И вздрагиваю от горячего дыхания в области шеи.
Кажется, зря я сделала высокую прическу… волосы, порой, могут служить отличной ширмой.
— Не оборачивайся.
— Это второе твое условие? — уточняю дерзко.
— Было бы слишком просто, Майя… — смешок.
Я не видела Каримова с того дня в офисе, но у меня чувство, что это случилось только вчера — настолько много его в моей жизни.
— Тогда что? — остаюсь уверенной и спокойной. — Может ты ожидаешь получить подарок на день рождения?
— Ты помнишь.
— Я помню все, — тоже усмехаюсь. — День, когда ты родился — потому что именно тогда звезды сложились для меня несчастливо. День свадьбы, который стал самой большой ошибкой в моей жизни и спектаклем, сыгранным ради одного зрителя. День, когда ты вышвырнул меня из дома…
— Забыла добавить «несправедливо вышвырнул».

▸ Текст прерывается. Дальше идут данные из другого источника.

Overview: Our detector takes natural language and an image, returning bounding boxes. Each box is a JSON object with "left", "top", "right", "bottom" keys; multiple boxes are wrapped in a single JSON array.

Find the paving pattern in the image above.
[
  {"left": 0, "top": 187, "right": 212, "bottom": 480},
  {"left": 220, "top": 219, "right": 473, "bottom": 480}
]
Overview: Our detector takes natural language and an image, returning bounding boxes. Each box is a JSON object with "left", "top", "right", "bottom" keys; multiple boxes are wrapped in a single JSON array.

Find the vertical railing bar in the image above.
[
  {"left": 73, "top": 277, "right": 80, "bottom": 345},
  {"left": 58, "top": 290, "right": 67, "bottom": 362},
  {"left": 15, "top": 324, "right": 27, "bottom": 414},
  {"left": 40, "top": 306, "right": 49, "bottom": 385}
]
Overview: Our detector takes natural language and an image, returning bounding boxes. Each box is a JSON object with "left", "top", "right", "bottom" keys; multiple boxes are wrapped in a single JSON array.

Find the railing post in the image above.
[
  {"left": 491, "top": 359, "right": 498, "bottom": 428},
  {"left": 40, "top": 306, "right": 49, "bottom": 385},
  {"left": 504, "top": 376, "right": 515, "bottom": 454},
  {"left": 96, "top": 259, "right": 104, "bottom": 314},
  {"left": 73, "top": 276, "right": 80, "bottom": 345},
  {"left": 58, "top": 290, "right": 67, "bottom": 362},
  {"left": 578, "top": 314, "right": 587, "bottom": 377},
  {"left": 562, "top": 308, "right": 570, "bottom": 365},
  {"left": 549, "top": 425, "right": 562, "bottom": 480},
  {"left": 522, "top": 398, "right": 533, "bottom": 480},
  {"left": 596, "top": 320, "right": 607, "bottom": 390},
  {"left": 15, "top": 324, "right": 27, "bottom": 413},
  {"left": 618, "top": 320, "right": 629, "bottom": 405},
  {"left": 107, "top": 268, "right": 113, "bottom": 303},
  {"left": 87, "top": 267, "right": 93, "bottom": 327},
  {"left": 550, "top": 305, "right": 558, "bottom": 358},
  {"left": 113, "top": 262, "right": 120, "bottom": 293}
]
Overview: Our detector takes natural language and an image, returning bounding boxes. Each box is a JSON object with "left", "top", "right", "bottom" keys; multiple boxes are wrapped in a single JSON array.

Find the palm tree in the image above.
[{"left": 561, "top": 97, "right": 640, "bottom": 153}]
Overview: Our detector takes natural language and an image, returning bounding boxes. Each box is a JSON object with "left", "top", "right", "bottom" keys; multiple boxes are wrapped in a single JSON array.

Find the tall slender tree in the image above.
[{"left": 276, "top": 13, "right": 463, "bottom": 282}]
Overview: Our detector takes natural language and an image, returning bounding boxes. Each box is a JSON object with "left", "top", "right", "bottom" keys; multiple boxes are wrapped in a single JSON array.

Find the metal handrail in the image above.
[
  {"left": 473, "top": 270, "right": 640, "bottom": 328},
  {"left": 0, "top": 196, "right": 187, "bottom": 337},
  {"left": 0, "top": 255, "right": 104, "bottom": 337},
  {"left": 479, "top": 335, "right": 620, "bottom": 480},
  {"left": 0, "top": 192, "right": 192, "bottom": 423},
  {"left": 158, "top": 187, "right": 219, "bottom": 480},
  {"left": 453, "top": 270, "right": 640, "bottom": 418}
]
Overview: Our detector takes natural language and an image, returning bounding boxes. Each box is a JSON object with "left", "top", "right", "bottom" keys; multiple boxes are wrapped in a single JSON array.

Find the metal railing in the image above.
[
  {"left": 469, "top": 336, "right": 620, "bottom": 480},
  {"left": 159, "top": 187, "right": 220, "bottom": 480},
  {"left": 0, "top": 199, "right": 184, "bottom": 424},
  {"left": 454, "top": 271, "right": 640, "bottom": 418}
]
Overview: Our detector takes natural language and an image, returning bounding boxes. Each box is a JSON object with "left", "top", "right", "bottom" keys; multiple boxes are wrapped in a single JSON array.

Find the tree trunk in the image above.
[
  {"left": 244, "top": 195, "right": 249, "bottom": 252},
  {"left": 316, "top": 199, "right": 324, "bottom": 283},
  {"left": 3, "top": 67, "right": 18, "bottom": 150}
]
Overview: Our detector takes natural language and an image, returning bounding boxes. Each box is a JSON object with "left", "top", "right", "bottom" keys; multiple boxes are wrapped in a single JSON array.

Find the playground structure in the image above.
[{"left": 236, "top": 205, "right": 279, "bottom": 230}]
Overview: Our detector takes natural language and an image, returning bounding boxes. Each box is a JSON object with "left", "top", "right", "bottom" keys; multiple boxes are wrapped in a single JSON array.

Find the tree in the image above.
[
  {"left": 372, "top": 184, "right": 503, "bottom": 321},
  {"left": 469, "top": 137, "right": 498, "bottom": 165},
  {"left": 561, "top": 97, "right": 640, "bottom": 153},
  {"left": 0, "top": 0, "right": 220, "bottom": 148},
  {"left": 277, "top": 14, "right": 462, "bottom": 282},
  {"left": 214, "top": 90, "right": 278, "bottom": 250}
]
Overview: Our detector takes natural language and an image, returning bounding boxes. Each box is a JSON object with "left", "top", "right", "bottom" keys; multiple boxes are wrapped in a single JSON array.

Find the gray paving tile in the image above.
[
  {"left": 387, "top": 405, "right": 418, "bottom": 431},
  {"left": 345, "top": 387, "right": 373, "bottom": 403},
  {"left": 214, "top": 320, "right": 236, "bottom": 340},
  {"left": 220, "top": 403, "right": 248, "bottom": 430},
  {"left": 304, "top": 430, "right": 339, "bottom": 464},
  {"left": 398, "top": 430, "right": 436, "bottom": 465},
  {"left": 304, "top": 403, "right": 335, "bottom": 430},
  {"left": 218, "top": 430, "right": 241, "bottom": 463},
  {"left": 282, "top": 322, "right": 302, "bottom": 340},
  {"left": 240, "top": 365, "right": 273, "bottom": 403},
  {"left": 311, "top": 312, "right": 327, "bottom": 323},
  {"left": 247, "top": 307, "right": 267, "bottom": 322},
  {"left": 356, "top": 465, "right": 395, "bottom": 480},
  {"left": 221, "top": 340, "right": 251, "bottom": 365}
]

Если бы не явная ирония в его голосе, я бы напряглась. А так… все осталось прежним, да?
— С днем рождения, Илья, — теперь уже я не скрываю иронии.
— Пожелаешь счастья в личной жизни?
Вот это неожиданно больно. А легкое прикосновение к моей шее — просто неожиданно. Я дергаюсь, но все равно не разворачиваюсь. Почему-то посмотреть в его лицо — страшно.
— Через полчаса будет аукцион.
— И?
— Соглашайся.
— С чем? — хмурюсь.
— Узнаешь.
— С чего ты решил, что мне это интересно? — получается резко.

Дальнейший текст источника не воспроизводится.